Cellis team has discovered a new physiological phenomenon that have been named TRAIN (TRAnsfer of Iron-binding proteiN) that is exploited in the MDC technology.

Using this technology we may deliver various anticancer compounds: radioisotopes, labels, drugs, small molecules and in this way either treat or diagnose tumors.

Macrophages naturally migrate to solid tumors. They are the most abundant immune cell in the tumor mass.

Macrophages in natural way migrate to the hypoxic avascular regions of the tumor and unload conjugated cargo. These regions are normally unreachable with the current therapies and are responsible for regrowth of the tumor. Thus, our MDC reaches the tumor regions unreachable for any other treatment option.

MDC are unmodified genetically and their solid tumor targeting is based on their physiological attributes (additionally increased by specific stimulation) and a biological phenomenon (TRAIN) discovered by our scientists.

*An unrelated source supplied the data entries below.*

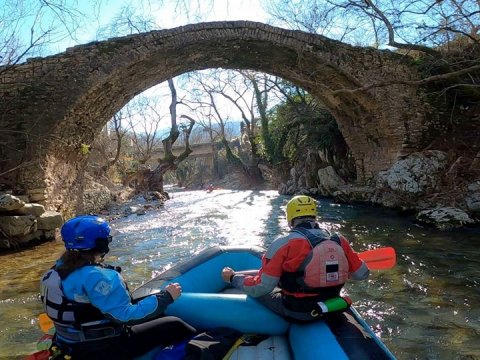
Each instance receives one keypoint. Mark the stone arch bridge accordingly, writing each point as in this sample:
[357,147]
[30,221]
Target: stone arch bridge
[50,106]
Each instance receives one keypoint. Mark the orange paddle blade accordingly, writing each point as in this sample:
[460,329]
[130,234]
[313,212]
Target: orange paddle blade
[379,259]
[45,323]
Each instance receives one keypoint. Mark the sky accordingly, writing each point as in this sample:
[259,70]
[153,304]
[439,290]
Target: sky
[26,15]
[167,13]
[170,14]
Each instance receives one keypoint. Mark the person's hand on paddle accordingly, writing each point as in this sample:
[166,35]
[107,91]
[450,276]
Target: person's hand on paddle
[174,289]
[227,274]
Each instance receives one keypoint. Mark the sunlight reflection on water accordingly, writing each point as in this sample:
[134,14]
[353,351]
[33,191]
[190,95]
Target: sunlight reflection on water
[427,307]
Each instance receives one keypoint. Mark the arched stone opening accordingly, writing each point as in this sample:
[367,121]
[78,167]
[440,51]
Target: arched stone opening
[83,88]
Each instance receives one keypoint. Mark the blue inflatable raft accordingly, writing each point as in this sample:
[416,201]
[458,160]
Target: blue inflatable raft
[207,303]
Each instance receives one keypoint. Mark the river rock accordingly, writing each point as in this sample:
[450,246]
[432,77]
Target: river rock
[352,193]
[445,218]
[31,209]
[409,179]
[329,181]
[49,220]
[9,202]
[472,199]
[18,225]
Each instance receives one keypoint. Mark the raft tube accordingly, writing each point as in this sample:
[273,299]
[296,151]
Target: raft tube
[205,305]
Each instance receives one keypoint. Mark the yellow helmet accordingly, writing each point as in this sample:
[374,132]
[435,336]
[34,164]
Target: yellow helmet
[301,205]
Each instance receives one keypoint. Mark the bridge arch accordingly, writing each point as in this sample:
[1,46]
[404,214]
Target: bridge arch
[52,105]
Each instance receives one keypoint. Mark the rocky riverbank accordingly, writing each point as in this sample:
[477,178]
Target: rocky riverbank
[424,183]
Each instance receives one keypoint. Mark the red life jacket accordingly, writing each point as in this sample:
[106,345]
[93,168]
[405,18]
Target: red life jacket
[325,266]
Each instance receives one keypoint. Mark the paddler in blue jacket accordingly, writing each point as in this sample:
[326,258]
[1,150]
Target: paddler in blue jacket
[91,306]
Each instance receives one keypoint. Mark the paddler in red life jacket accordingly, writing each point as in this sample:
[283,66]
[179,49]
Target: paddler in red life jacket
[304,270]
[90,304]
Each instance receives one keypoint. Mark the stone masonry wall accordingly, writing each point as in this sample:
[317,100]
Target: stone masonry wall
[50,106]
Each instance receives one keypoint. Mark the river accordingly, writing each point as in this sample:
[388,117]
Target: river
[427,307]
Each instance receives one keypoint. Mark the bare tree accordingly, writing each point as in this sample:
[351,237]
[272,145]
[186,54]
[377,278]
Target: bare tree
[29,28]
[171,161]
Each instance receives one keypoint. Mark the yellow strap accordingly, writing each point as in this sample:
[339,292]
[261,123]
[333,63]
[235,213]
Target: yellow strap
[234,347]
[46,324]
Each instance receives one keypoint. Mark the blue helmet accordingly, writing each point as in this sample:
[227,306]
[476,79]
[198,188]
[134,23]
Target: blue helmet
[86,233]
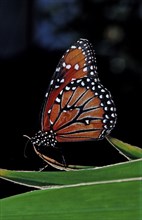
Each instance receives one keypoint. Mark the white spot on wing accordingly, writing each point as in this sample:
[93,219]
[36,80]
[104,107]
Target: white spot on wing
[76,67]
[68,66]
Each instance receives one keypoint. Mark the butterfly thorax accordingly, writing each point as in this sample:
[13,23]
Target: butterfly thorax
[44,138]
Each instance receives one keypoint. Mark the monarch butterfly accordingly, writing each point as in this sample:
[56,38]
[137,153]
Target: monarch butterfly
[77,106]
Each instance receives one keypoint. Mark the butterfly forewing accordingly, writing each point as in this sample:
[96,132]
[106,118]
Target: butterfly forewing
[77,106]
[77,62]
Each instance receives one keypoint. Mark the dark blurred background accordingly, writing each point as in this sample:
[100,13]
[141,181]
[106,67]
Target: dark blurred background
[33,36]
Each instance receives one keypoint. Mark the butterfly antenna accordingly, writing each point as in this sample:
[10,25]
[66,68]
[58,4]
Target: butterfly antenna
[26,144]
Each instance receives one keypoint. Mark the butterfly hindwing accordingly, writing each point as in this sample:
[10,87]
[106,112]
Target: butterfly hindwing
[83,110]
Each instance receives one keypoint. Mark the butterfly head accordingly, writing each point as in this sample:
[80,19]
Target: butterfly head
[42,138]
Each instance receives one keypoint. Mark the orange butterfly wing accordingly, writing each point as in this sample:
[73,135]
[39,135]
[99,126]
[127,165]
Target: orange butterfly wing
[77,106]
[76,63]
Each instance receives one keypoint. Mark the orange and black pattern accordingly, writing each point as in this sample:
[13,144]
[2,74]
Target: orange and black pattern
[77,106]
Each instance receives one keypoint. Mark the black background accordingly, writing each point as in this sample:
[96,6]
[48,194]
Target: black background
[114,28]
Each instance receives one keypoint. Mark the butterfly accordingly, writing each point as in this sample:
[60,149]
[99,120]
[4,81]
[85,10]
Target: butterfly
[77,106]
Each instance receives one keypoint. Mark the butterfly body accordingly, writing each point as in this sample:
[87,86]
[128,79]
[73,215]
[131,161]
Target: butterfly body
[77,106]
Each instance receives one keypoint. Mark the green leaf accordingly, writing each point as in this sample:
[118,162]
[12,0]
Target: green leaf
[108,193]
[127,150]
[112,200]
[44,179]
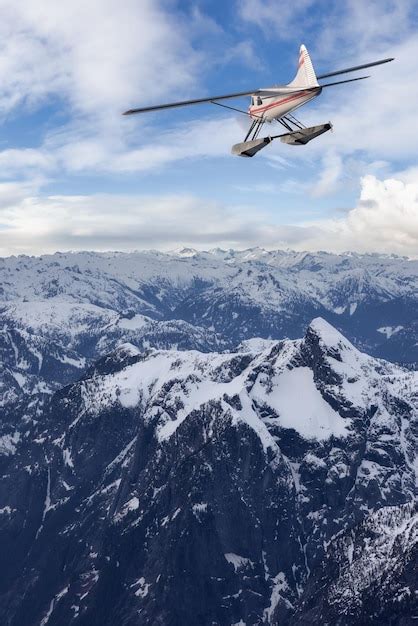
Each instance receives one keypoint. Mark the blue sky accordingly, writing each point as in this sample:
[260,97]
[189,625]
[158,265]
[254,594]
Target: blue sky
[75,174]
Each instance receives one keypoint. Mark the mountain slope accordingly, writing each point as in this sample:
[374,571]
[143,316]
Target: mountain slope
[237,295]
[172,487]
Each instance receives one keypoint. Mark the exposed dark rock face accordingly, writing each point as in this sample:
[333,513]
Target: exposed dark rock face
[273,484]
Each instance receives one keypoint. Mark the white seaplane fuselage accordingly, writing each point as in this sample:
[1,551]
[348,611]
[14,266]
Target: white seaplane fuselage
[273,107]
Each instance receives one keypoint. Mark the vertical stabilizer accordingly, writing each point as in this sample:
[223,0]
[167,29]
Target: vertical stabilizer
[305,76]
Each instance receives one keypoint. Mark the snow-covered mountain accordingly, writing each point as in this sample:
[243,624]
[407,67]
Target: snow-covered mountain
[272,483]
[87,303]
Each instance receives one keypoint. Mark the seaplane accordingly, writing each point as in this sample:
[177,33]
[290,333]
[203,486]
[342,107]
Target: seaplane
[276,104]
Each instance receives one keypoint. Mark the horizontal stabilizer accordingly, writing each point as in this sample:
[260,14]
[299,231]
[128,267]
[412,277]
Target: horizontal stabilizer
[355,68]
[303,136]
[343,82]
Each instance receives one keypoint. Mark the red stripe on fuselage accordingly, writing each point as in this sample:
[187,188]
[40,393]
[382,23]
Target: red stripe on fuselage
[278,102]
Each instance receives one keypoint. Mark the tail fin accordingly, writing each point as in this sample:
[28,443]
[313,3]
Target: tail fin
[305,76]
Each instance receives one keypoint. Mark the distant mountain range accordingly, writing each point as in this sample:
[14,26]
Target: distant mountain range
[171,453]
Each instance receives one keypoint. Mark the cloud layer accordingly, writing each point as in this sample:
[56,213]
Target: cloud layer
[385,218]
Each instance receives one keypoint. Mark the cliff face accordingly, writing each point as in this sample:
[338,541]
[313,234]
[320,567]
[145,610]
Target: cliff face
[254,486]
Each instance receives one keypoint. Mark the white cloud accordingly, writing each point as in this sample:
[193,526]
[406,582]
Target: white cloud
[384,220]
[98,56]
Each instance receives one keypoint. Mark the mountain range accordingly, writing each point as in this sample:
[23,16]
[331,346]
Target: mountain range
[188,438]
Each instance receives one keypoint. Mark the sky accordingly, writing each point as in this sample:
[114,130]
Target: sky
[77,175]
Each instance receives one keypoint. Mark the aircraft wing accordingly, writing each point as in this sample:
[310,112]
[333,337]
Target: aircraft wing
[183,103]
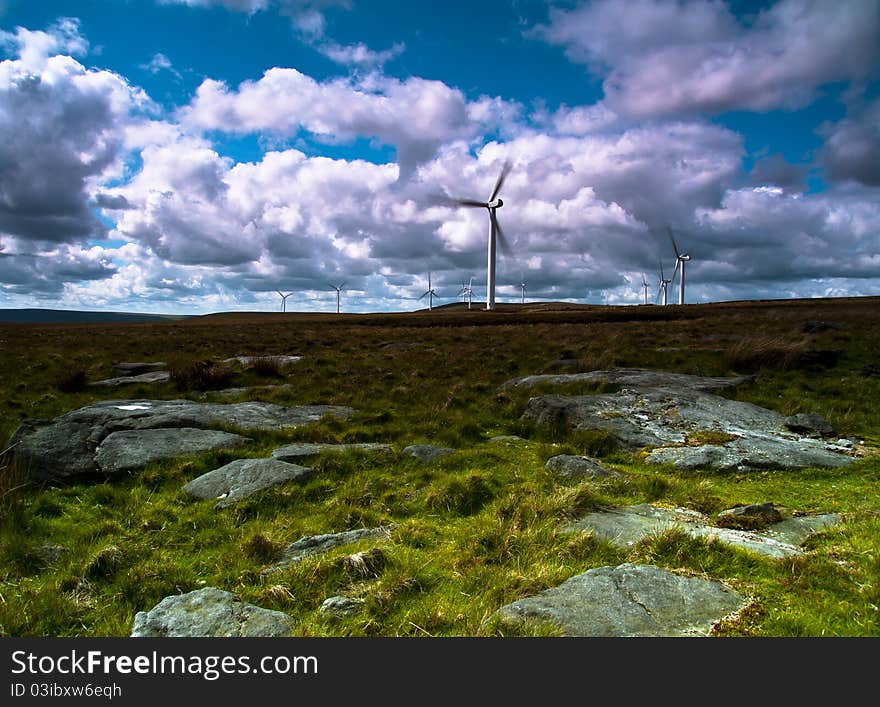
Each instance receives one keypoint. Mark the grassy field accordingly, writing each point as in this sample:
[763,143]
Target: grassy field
[477,529]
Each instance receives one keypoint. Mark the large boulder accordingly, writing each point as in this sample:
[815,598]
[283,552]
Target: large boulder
[67,446]
[689,426]
[210,613]
[242,478]
[628,600]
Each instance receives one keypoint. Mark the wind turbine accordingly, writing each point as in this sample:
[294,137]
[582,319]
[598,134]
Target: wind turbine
[496,235]
[430,294]
[663,283]
[338,289]
[680,260]
[284,299]
[467,291]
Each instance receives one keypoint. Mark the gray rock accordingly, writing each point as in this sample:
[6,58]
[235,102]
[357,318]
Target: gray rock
[427,453]
[668,408]
[629,600]
[304,450]
[630,377]
[749,516]
[576,467]
[625,526]
[65,447]
[129,450]
[136,368]
[342,606]
[141,378]
[242,478]
[210,613]
[809,424]
[318,544]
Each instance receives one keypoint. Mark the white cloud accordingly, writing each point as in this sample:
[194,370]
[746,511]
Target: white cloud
[663,57]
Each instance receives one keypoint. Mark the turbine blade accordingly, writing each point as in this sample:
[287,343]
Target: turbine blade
[505,170]
[501,238]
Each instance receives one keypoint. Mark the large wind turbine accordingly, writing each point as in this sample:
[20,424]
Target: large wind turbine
[430,294]
[467,291]
[663,283]
[338,289]
[680,260]
[284,299]
[496,235]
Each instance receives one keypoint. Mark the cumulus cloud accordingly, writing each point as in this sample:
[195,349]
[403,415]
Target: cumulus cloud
[662,57]
[62,134]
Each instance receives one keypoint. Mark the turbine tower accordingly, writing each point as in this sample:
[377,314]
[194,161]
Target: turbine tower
[284,299]
[680,260]
[430,294]
[496,235]
[467,291]
[338,289]
[663,284]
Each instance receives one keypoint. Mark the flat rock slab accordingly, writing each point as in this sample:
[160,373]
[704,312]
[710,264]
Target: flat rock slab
[663,410]
[573,466]
[66,446]
[631,377]
[629,601]
[130,450]
[135,368]
[140,378]
[427,453]
[210,613]
[297,452]
[318,544]
[242,478]
[627,525]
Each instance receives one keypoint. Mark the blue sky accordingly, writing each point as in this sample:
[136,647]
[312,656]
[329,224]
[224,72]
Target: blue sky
[193,156]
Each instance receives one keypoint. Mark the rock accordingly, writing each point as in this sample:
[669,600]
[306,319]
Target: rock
[130,450]
[141,378]
[577,467]
[210,613]
[247,361]
[241,478]
[304,450]
[135,369]
[668,409]
[318,544]
[809,424]
[630,377]
[625,526]
[342,606]
[427,453]
[66,446]
[750,517]
[629,600]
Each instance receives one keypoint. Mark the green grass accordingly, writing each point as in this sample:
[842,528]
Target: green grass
[475,530]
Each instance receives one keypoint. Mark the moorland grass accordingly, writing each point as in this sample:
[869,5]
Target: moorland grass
[475,530]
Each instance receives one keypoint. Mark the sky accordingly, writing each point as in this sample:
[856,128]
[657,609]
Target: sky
[198,156]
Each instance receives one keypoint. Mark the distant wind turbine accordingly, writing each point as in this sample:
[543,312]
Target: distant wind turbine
[496,235]
[338,289]
[467,291]
[680,260]
[284,299]
[430,294]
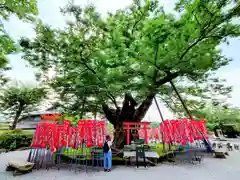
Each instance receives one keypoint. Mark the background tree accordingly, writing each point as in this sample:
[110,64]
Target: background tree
[131,55]
[24,10]
[17,101]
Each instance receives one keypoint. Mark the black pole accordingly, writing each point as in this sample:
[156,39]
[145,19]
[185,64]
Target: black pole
[159,111]
[184,105]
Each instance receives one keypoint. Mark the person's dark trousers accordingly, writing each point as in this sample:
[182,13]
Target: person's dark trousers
[107,160]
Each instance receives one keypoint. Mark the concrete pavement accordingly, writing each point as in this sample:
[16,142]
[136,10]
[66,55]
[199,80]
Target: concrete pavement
[210,169]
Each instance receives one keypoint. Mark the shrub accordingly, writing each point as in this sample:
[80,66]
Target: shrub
[12,140]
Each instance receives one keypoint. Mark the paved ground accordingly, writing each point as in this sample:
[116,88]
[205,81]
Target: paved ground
[210,169]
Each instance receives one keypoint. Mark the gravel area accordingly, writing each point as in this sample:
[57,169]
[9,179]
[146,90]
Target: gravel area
[209,169]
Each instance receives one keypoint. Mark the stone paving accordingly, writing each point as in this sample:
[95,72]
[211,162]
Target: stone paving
[210,169]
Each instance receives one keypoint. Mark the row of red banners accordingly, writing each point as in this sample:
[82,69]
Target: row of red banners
[183,131]
[92,133]
[53,136]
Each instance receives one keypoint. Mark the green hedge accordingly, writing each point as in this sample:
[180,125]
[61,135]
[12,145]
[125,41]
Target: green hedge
[12,140]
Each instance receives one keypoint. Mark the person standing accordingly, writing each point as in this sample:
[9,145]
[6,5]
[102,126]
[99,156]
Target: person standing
[107,154]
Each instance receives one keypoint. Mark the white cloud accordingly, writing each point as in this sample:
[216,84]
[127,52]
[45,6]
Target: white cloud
[50,14]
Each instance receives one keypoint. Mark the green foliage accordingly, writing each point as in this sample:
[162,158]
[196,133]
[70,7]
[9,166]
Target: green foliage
[216,115]
[13,140]
[16,101]
[24,10]
[138,49]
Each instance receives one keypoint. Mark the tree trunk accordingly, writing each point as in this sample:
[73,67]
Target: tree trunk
[129,112]
[17,115]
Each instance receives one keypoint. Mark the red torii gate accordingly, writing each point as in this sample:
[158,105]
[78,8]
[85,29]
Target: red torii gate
[145,126]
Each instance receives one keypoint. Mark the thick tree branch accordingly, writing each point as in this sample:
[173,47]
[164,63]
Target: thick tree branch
[143,108]
[3,6]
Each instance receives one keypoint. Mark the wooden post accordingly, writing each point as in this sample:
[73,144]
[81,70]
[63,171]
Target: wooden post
[180,98]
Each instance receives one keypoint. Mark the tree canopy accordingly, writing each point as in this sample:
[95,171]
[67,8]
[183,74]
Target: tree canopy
[134,52]
[24,10]
[17,101]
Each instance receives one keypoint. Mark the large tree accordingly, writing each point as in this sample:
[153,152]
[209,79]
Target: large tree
[132,54]
[24,10]
[17,101]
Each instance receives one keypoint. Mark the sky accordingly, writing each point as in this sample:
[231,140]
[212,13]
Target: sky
[50,14]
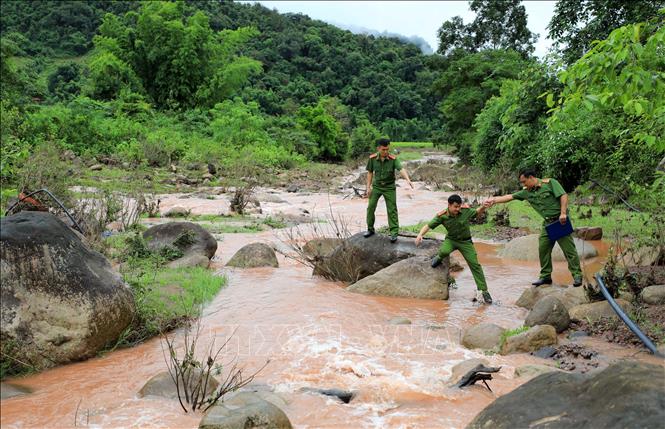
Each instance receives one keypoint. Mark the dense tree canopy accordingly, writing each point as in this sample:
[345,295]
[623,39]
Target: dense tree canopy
[498,25]
[577,23]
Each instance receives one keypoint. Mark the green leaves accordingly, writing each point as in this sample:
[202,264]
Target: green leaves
[177,60]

MDC show high ability in tumor homing and instant unloading features making delivery of selected compounds very efficient. This makes MDC an interesting approach in both oncology and inflammation.

Currently available oncology treatments involve general administration of chemotherapeutics, application of monoclonal antibodies specifically targeting tumor antigens, immunomodulating agents or modified CAR-T cells. Many different approaches used up to date showed their limitations – lack of specificity, severe adverse effects due to broad presence of targeted antigens in normal tissues, low tumor penetration particularly to the hypoxic regions, low targeting and penetration to metastases.

Cellis MDC technology aims to solve these unmet medical needs.